Lately, I have seen these fancy new needles on several well known knitters web sites, and the engineer in me had to try them. The principle sounded good.

They are called Flexiflips and they are by Addi.  The idea is that you have three short circular type needles and use them for socks or mittens, instead of 4 or 5 double points.

Unlike the short circulars sold for sock knitting, the tips are 3.5" long, instead of short tips. This means you can hold the tip in your whole hand. I have tried the circular sock needles and find them uncomfortable to use.

You use three needles, one for the front of your work, and one for the back. The third needle becomes the working needle. Since the needles bend in the middle, it is easy to manipulate the stitches in a round.

The needles have the two different points that Addi has for their needles.

There is a short point,

And a longer narrower point (or in my world, a pointier point).

So far, I think they are okay needles, I don't find them any faster to use then my DPN's.

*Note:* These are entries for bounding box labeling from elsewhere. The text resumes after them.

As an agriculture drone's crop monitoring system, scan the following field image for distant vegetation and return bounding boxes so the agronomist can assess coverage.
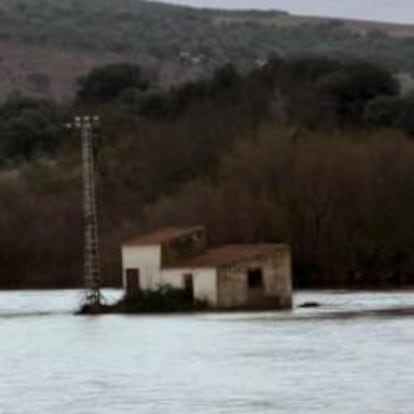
[0,0,414,75]
[0,58,414,287]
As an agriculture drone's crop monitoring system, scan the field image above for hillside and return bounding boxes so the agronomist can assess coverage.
[0,0,414,99]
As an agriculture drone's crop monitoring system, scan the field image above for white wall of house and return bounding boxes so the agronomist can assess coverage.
[122,245,161,289]
[161,268,217,306]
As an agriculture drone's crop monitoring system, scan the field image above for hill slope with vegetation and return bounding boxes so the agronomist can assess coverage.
[0,58,414,287]
[0,0,414,99]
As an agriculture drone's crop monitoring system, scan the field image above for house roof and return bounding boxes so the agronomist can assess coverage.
[122,226,204,246]
[168,244,289,269]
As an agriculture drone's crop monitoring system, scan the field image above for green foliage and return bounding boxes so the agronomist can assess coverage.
[0,0,414,73]
[77,63,148,103]
[115,286,208,313]
[0,96,65,165]
[0,57,414,288]
[317,63,399,124]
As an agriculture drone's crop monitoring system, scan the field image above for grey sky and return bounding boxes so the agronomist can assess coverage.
[157,0,414,24]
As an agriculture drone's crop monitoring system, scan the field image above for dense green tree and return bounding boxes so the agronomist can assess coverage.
[318,62,399,125]
[77,63,148,103]
[0,96,66,163]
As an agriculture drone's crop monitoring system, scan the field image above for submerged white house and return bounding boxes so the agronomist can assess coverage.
[122,226,292,309]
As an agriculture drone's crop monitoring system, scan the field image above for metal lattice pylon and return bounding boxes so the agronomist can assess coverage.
[68,116,102,310]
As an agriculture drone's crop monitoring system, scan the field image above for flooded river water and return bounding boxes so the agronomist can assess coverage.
[0,291,414,414]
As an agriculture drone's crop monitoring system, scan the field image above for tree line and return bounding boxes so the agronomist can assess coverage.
[0,57,414,287]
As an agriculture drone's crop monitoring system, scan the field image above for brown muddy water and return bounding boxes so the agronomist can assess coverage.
[0,291,414,414]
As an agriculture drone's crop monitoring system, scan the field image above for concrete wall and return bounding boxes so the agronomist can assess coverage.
[217,246,292,309]
[161,269,217,306]
[121,246,161,289]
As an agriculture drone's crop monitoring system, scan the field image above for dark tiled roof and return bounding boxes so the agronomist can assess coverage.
[122,226,204,246]
[169,244,289,269]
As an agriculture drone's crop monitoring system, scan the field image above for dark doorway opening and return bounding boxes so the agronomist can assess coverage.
[125,269,140,293]
[247,268,264,290]
[183,273,194,299]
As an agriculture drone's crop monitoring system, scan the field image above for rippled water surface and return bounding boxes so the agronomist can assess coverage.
[0,291,414,414]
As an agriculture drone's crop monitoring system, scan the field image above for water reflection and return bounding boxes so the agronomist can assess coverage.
[0,291,414,414]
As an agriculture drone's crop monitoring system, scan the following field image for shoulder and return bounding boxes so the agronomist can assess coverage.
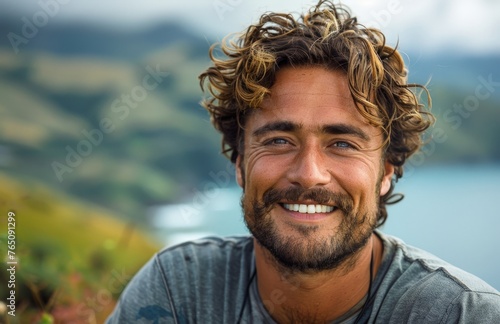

I actually think that ribbing is slower, but maybe that is because I am knitting a man's mitten and there is 4 inches of ribbing. I am not sure how well they will work for the thumb, although I expect it is no worse then 8" DPN's.

I can see using one as a cable needle. Since I knit Continental style, a straight cable needle is awkward, when the cable stitches are left to the back of the work. The bend in the middle would get the needle out of the way.

I have knit with two circular needles to make socks and I have the problem that I lose track of which needle is which, ending up with one needle on the floor when I forget to switch. These are definitely superior to that. If you are working a patterned instep on a sock, these would work well for keeping the pattern stitches together. However, for my everyday ordinary vanilla socks, I think I will continue with my DPN's. They take up less space in my project bag, and a set of 5 (or 6) is half the price of a set of Flexiflips. My sock needles are also a handy measuring guide for knitting socks, since I use 6" needles, which is an excellent length for the leg of a sock.

In all, I don't think that they are any easier or harder to use then Double Points. They are easier, for me, than two long circulars and leave less for the kittens to play with.  If you like to try new things, and you are having problems using DPN's, you might want to give these a try.

Now for today's cuteness:

It's good to snuggle with a friend on a cold rainy day.